Düğümü çözecek olan eşik, üçüncü oylamadır. Üçüncü oylamada önemli oy kaymaları meydana gelecektir. Kendi adayını seçtiremeyeceğini gören partiler, seçimde belirleyici olabilmek ve siyasi çıkarlarını gözetmek için pazarlığa gireceklerdir.
Bu noktada kimin hangi partiye yöneleceği, dördüncü tura kalacak iki finalistin kimliğini de belirleyecektir.
Burada iki partinin kritik bir rol oynayacaklarını söyleyebiliriz: FP (103) ve DYP (85)...

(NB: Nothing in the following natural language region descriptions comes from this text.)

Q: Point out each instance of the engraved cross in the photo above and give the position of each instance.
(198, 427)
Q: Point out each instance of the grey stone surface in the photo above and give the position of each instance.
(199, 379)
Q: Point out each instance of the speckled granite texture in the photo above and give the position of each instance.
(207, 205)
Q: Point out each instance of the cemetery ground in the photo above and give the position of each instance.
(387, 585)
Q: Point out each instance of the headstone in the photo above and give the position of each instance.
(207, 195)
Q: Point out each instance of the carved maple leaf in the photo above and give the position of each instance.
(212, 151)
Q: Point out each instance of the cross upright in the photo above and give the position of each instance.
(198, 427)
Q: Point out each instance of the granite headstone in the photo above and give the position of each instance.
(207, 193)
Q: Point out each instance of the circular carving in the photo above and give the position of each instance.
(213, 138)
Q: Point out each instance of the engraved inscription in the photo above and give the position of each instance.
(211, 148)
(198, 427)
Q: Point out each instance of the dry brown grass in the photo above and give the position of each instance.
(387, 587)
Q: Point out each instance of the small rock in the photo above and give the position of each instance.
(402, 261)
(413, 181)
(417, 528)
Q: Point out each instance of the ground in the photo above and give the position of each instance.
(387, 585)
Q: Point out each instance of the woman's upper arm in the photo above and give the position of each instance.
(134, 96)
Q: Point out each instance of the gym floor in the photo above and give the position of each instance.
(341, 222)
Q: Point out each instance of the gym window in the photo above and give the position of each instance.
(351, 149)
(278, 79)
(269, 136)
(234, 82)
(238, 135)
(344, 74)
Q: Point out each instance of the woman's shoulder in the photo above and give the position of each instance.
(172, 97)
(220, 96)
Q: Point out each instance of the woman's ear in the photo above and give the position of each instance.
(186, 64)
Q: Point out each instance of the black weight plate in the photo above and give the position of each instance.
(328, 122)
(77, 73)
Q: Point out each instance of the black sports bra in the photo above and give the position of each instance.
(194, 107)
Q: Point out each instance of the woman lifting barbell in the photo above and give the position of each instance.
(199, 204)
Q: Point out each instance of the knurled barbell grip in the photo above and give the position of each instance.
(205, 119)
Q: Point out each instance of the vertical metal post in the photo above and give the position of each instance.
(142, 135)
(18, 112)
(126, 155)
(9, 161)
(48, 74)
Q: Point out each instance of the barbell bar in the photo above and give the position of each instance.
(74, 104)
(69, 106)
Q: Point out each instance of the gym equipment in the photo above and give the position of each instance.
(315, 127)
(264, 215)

DYP Lideri Tansu Çiller, kendi adayının şansı olmadığını görürse herhalde ANAP Lideri Mesut Yılmaz'ı Çankaya Köşkü'ne göndermek istemeyecektir. Bu nedenle DYP grubunun, MHP ya da DSP'nin göstereceği adaya destek vermesi beklenebilir.
Çiller, FP'nin desteğini alarak kendi adayını dördüncü tura bırakmayı da deneyebilir.
Bu noktada DSP ve MHP'nin ortak bir eksende blok halinde hareket etmeleri, bu iki partiye nazım bir rol oynama imkánı tanıyabilir. Ancak ideolojik farklılıklar nedeniyle bu eksenin işlemeyeceği de varsayılabilir.
ANAP açısından bakıldığında, adayını dördüncü tura sürebilmek için üçüncü turda bir partinin mutlak desteğini yanına alması gerekecektir. ANAP, FP'nin blok desteğini alması halinde (103+85) bu şansı yakalayabilir.
ANAP Lideri Mesut Yılmaz'ın dördüncü tura kaldığı ve rakibinin sağda muhafazakár bir isim olduğu bir senaryoda, DSP oylarının ehven-i şer olarak kendisine yönelebileceği düşünülebilir. Bu da Yılmaz'ın sürpriz bir şekilde ipi göğüslemesi demek olur.
Görüleceği gibi, sonucu üçüncü tura gelindiğindeki taktik savaşları belirleyecektir.